Axesor Rating believes that thenew fiscal deficit situation will put upward pressure on Portugal' s already high level of public debt, which closed 2020 with a public debt of 133.6% of GDP (net debt of 123% of GDP), levels not seen since 2014. However, this situation is expected to begin to stabilise from 2021 onwards, which is expected to close at 127.2% of GDP. However, the rating also takes into account "the improvement in the debt profile", with an increase in the average maturity to 7.6 years, a reduction in the average cost of debt to 2.2% and mainly concentrated in debt emissions.
On the other hand, Axesor Rating's rating for Portugal has taken into account the "intense exercise in accounting sanitation" of the banks' balance sheets since the 2008 crisis.
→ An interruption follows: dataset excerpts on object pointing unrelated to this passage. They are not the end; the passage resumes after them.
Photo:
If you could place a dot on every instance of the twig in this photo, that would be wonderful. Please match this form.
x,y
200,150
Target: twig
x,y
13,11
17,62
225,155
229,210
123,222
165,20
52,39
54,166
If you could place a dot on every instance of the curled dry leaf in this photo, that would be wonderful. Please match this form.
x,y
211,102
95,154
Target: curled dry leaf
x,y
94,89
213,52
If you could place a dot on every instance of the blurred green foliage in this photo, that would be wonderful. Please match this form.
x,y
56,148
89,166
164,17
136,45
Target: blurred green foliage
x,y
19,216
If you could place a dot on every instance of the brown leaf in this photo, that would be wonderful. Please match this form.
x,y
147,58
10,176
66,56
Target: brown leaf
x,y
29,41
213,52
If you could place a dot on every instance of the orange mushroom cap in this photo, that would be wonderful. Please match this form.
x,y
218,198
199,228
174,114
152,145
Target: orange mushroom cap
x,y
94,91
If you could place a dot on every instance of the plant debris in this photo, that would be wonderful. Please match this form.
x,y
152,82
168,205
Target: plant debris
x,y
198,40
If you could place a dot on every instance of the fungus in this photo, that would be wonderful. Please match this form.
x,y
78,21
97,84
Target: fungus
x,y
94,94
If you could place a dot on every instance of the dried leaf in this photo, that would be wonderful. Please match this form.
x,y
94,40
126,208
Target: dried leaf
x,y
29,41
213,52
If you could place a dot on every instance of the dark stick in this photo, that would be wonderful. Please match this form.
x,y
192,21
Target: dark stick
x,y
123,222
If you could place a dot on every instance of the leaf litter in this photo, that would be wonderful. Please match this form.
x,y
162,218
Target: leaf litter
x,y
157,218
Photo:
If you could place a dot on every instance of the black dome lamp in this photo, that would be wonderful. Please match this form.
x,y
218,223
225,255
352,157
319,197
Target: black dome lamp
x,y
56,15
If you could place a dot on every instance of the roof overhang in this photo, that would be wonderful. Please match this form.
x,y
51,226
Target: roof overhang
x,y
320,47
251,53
At Axesor Rating, they emphasise that "we find a more capitalised banking sector, which is capitalised with higher asset quality and notable liquidity, although the problem of profitability continues to worsen". In fact, the Portuguese financial system closed the year with an ROA of 0.4%. It also warns of the impact of the likely increase in non-performing loans in 2021.
Adequate institutional framework
Portugal registers the best governance rankings in the European Union and shows an adequate institutional framework which is recognised by its top position in the World Bank' s transparency and monitoring and control rankings.
In addition, and despite the current minority government, the rating also positively assesses the mood for understanding and coordination between the different parties in the face of the new recovery understanding and coordination, which is reflected in the recent approval of the Additional Budgets for 2020 and the budget plan for 2021. However, the latest disagreements between the government and its informal partners in the Bloco de Izquierdas (left block), specially on financial and tax policy, could put pressure on the legislature that began in 2019 and delay the path of adopting structural measures that Portugal has been adopting since the start of the post-crisis recovery.
All in all, Axesor Rating considers membership of the European Union -which has presided over the first half of the year-, as the economy is favourable due to the use of a single currency, economic cooperation among the different member powers and access to aid in situations of imbalance such as the current economic crisis by the COVID-19.